Description Ondrej Moriš 2021-08-02 10:03:46 UTC 
Description of problem:

Since RHEL-8.4 (libreswan-4.3) IKE over TCP is supported. When a default TCP ports are used, it works. But libreswan also supports specifying custom TCP remote port (ephemeral port is used on local side) by using tcp-remoteport= option. Unfortunately, this option does not work, connection cannot be established.

Version-Release number of selected component (if applicable):

libreswan-4.4-1.el8

How reproducible:

100%

Steps to Reproduce:

0. Enable domain_can_mmap_files and nis_enabled selinux booleans.

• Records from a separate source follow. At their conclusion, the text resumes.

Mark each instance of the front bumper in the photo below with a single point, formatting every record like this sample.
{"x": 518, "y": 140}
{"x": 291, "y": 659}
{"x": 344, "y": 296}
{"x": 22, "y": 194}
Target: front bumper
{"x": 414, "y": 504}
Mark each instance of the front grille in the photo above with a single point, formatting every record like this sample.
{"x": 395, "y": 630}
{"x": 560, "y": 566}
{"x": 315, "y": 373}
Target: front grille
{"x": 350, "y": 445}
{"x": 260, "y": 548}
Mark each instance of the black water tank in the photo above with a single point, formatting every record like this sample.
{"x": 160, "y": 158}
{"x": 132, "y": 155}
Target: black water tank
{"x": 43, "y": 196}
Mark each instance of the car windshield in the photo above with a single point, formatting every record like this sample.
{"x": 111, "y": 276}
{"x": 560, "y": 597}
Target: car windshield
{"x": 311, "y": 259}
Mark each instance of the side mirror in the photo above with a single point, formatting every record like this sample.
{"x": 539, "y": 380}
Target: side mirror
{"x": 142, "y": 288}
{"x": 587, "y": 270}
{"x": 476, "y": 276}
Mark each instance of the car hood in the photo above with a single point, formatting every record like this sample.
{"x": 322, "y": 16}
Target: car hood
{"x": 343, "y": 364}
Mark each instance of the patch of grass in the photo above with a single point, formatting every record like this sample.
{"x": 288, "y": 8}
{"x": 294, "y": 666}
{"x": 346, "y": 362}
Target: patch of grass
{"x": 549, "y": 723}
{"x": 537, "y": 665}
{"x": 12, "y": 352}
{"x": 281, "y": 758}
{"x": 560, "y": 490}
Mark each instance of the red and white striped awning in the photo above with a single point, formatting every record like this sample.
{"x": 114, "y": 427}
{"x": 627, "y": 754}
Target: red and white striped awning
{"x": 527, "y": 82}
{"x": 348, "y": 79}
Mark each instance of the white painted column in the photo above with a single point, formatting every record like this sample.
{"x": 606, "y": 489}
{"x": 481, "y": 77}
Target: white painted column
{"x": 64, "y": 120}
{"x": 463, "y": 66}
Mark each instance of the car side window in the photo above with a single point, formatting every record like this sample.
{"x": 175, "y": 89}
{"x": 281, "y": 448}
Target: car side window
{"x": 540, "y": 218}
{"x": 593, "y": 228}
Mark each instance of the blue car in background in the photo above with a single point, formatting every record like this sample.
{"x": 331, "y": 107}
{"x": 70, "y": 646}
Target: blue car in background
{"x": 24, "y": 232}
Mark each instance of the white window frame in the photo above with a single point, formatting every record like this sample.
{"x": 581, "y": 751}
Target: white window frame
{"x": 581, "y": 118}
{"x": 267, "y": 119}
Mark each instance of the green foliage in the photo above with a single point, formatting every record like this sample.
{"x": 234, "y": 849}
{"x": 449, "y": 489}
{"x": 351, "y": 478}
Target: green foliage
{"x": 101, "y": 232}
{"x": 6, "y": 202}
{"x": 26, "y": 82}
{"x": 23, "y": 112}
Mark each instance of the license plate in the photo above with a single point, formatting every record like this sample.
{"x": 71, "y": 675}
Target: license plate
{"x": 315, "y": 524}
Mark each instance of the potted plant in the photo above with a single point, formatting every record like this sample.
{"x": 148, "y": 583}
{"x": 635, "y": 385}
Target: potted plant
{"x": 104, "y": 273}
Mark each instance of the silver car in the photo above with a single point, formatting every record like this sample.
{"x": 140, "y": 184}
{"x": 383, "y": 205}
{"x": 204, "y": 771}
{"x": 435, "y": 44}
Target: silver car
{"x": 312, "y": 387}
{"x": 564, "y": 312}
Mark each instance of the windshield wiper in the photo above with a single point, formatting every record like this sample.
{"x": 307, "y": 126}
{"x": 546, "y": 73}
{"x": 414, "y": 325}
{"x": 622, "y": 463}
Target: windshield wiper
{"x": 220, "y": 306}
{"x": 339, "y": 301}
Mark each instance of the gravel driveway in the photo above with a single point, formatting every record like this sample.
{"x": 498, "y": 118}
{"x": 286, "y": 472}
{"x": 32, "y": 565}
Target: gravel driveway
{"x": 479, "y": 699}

1. Configure libreswan to use IKE over TCP:

version 2.0

config setup
 plutodebug="all"
 logappend=no
 plutostderrlog="/tmp/pluto.log"
 listen-tcp=yes
 
conn test
 authby=secret
 left=10.0.138.68    # CLIENT
 right=10.0.137.172  # SERVER
 ikev2=insist
 enable-tcp=yes
 tcp-remoteport=4300 # ONLY ON CLIENT

2. Start ipsec service and add 'test' connection on both sides:

# service ipsec start
# ipsec auto --add test

3. Initiate connection on client side:

# ipsec auto --up test

Actual results:

003 ERROR: "test" #1: TCP: connect(25) failed. Errno 111: Connection refused
002 "test" #1: deleting state (STATE_PARENT_I0) aged 0.00294s and NOT
sending notification
002 "test" #1: deleting IKE SA but connection is supposed to remain
up; schedule EVENT_REVIVE_CONNS

Expected results:

Connection can be established and and 4300 port is used for IKE on the server side and ephemeral port on the client side.
Comment 1 Ondrej Moriš 2021-08-02 10:09:37 UTC 
FYI, briefly discusses with upstream folks and this issue is also present in upstream and it looks like tcp-remoteport never worked and it might be removed in favour of {left,right}ikeport= options (used only for UDP now).
Comment 6 Ondrej Moriš 2023-01-16 17:48:23 UTC 
It turns out that this is actually not a bug but rather a misconfiguration. One needs to use rightikeport=4300 on the opposite side of a connection to make tpc-remoteport=4300 work and with that it works already in libreswan-4.6 present in RHEL-9.0.